Additional Milestone-Based Compensation Structure
Along with the $41 base offer, Apellis shareholders stand to gain two separate milestone payments of $2 each — potentially adding $4 per share — should Syfovre achieve predetermined worldwide sales benchmarks.
This structure creates a maximum potential value of $45 per share when including all possible milestone payments.
Christopher Viehbacher, Chief Executive Officer of Biogen, characterized the transaction as aligned with the company’s strategic evolution. “The addition of Apellis expands our growth portfolio in immunology and rare disease with two approved, best-in-class medicines that complement our existing portfolio,” he stated.

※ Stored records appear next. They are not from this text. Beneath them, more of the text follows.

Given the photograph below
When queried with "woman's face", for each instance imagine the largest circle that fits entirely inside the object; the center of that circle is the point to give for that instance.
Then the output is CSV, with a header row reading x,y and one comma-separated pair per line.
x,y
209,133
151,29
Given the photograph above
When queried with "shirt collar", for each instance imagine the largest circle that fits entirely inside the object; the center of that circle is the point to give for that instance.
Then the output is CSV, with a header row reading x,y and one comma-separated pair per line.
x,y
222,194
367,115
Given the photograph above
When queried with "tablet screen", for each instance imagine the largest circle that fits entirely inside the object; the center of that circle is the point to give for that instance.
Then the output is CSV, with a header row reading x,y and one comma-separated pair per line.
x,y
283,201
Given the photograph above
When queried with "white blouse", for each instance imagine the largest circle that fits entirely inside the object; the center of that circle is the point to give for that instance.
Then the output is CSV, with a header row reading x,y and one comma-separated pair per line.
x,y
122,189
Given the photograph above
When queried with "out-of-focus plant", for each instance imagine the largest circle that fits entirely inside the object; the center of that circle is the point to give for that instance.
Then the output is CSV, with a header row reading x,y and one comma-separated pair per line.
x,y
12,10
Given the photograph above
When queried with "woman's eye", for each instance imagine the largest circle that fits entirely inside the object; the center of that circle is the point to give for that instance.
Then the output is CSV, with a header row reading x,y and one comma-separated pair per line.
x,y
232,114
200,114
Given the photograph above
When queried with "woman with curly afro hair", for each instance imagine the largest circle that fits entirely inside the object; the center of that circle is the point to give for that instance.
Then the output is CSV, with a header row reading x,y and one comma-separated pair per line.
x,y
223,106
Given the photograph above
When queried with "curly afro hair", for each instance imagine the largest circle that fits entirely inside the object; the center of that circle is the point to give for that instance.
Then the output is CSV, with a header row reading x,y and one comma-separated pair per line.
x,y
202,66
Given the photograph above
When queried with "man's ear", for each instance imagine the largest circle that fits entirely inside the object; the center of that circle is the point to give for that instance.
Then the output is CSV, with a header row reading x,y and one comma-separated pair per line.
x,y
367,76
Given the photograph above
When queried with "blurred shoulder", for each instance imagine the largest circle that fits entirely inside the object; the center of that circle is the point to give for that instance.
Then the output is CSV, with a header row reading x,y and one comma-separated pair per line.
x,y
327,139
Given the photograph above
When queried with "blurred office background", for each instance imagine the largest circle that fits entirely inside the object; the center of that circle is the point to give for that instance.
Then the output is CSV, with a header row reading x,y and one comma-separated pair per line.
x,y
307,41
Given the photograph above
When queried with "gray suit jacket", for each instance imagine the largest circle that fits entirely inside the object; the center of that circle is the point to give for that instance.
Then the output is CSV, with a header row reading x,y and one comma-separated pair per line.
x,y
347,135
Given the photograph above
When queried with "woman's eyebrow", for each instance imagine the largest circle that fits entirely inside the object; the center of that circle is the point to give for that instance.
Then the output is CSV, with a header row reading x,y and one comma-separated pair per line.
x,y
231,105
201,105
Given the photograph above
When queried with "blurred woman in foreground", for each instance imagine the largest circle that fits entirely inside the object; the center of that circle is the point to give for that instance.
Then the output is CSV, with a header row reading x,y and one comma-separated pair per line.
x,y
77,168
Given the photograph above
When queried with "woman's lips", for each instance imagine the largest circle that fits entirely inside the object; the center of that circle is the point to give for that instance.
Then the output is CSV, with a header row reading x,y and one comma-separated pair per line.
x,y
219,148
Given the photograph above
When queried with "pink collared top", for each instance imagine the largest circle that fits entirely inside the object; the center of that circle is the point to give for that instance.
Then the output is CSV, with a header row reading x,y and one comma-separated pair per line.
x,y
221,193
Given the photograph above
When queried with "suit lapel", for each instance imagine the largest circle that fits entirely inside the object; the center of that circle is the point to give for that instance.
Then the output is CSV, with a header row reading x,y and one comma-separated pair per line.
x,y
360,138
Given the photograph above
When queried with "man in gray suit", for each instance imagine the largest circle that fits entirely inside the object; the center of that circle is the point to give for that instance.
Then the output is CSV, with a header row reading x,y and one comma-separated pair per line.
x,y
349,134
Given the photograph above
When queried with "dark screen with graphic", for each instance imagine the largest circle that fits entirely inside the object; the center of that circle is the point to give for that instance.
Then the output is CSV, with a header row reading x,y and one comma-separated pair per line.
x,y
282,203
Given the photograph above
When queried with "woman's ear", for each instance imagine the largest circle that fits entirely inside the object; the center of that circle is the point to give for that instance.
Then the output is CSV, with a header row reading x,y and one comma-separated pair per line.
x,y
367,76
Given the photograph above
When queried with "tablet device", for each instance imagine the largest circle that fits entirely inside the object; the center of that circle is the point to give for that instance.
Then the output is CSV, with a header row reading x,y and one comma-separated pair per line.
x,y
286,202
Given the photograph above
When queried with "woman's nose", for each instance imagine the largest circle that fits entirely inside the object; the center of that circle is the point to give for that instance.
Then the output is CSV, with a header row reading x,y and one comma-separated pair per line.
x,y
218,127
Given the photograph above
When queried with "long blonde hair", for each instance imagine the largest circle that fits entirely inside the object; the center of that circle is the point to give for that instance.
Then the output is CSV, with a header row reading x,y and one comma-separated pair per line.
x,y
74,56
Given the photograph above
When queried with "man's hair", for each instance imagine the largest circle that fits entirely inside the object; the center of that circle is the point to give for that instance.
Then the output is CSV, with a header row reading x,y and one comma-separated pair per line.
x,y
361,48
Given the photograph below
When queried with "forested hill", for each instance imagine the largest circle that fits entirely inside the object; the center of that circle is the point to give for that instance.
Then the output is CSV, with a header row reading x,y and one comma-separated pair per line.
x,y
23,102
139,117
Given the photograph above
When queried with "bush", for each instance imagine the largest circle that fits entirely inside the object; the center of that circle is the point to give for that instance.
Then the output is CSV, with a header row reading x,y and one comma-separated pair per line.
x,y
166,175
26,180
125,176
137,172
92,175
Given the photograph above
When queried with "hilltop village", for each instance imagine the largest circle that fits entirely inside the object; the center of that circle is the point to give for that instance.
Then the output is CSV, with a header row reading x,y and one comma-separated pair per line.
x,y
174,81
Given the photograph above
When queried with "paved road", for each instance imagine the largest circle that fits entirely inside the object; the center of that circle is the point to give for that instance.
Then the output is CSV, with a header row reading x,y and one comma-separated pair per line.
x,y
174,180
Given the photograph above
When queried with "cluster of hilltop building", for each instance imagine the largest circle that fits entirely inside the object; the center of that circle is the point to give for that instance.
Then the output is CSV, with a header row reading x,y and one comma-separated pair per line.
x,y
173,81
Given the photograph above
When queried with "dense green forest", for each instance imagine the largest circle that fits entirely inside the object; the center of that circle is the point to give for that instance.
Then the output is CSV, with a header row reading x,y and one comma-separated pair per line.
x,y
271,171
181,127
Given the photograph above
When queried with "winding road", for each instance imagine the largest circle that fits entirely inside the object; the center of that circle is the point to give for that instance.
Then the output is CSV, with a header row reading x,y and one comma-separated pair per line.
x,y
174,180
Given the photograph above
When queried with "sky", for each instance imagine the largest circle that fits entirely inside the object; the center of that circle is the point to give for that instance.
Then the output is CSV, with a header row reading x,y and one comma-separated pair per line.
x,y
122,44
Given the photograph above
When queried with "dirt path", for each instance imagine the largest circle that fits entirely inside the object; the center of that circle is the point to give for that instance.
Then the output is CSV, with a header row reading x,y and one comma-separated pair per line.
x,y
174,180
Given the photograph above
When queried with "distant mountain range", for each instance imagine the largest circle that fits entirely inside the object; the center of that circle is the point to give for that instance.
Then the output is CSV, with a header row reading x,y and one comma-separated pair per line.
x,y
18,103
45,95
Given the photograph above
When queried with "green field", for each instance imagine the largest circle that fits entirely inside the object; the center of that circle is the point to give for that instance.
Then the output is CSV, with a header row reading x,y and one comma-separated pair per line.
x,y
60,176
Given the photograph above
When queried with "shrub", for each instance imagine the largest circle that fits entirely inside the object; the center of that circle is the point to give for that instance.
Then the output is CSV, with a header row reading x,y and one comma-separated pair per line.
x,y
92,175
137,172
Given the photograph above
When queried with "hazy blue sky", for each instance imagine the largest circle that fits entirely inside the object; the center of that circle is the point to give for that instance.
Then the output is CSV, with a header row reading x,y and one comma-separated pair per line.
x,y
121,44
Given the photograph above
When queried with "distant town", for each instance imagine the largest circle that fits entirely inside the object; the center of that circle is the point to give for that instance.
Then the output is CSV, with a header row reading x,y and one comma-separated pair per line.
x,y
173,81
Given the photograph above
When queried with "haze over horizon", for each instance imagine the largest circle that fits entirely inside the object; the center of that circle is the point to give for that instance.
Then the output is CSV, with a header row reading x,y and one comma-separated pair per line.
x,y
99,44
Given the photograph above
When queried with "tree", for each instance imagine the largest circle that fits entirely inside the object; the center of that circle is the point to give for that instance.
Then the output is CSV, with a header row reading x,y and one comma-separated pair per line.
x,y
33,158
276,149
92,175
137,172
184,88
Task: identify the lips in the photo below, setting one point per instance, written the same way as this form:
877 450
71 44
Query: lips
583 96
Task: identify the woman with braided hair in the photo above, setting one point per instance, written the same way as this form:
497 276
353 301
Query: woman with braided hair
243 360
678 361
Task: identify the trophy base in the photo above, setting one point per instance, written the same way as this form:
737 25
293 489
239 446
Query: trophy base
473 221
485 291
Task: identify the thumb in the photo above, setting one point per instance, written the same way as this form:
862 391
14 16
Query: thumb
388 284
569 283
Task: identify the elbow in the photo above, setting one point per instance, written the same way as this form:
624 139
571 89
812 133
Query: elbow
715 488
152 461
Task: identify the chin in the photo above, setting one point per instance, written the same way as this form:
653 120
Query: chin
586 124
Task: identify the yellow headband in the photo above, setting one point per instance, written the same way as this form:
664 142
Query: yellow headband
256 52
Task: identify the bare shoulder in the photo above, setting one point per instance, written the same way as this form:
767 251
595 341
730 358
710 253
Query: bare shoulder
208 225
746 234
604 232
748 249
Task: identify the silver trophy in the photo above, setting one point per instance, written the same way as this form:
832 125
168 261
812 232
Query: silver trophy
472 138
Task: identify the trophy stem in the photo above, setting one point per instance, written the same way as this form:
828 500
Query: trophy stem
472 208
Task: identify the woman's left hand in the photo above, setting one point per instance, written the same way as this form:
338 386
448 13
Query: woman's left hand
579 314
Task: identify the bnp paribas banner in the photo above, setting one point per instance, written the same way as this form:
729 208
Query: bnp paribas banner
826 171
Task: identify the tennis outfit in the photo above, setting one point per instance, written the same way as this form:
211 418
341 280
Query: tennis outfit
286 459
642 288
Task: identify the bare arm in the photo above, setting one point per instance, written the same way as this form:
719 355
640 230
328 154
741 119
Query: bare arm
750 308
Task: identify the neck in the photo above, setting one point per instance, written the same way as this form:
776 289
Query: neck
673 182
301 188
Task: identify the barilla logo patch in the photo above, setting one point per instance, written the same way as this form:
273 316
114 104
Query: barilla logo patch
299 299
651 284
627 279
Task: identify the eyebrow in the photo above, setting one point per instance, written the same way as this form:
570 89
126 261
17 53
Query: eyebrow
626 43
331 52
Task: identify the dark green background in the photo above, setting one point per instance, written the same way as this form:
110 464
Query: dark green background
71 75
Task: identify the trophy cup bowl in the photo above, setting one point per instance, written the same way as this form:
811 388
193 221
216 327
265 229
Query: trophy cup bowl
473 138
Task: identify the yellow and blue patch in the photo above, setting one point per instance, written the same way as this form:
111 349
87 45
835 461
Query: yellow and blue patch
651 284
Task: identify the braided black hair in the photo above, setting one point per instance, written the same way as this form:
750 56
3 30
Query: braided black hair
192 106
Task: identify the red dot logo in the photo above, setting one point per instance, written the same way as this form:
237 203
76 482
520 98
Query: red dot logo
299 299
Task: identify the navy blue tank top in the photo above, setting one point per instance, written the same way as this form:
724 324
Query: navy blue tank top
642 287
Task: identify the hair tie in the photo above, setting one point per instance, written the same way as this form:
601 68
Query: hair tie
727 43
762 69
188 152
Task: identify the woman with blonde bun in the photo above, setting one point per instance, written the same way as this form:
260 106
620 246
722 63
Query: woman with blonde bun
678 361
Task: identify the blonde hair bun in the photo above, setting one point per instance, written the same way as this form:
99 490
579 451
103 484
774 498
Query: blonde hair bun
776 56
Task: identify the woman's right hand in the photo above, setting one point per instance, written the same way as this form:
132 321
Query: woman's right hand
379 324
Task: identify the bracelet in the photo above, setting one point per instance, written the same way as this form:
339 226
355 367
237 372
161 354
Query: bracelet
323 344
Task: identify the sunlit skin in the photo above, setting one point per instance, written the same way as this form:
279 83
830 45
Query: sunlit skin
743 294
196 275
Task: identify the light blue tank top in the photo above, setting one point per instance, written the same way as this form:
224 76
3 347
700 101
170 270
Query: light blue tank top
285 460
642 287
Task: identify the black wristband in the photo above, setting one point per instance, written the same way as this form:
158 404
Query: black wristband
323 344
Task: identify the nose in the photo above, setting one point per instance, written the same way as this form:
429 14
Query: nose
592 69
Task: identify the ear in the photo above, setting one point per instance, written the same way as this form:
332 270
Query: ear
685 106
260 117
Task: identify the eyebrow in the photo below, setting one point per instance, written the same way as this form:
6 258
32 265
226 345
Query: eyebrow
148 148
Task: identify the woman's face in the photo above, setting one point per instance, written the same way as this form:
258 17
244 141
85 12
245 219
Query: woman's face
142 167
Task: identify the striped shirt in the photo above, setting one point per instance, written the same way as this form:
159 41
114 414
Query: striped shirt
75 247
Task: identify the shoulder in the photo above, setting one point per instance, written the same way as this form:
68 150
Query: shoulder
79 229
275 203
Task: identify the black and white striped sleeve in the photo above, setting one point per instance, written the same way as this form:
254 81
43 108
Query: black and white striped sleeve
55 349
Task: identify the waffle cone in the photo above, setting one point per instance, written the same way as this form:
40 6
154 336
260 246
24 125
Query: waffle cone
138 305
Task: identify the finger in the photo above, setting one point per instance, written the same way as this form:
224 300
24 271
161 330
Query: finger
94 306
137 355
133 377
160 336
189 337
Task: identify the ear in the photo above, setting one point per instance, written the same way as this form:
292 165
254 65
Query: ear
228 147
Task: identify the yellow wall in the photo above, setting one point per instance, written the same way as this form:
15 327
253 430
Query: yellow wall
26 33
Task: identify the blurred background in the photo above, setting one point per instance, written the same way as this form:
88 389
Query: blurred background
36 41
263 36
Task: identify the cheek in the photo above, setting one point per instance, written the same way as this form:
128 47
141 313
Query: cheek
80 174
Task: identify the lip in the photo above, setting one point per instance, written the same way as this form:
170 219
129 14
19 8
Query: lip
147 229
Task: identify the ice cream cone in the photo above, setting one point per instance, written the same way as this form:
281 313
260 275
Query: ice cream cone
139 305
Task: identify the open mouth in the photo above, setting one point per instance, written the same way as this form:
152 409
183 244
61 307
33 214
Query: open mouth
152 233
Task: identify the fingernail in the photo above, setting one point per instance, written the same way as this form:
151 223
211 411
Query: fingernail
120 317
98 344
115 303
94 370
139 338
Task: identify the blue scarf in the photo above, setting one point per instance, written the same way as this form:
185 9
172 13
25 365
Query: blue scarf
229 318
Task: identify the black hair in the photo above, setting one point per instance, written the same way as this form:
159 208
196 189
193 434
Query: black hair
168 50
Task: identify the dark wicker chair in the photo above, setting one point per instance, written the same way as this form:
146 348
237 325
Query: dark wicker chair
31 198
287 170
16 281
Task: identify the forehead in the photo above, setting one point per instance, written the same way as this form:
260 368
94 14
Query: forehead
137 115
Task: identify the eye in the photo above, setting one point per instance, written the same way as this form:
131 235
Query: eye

The transaction awaits customary regulatory clearances and shareholder votes, with an expected closing date in the second quarter of 2026.
Acquirer Shares Face Downward Pressure
While Apellis shareholders experienced substantial gains, Biogen’s stock price faced downward momentum after the deal announcement, dropping approximately 7% in pre-market trading.
This market response is common when acquiring companies offer significant premiums. Multi-billion dollar cash acquisitions frequently create near-term pressure on the purchasing company’s share price.
On TipRanks, BIIB holds a Moderate Buy consensus rating derived from 11 Buy, 15 Hold, and 1 Sell recommendations among analysts. The average price target stands at $206.70, suggesting approximately 10% potential appreciation from current levels, with the most optimistic forecast reaching $250.
This transaction represents another significant step in Biogen’s transformation away from its traditional MS-focused business model toward faster-growing rare disease therapeutic areas.
Apellis shares traded at roughly $17 before the acquisition announcement, based on the substantial discount to the $41 offer price.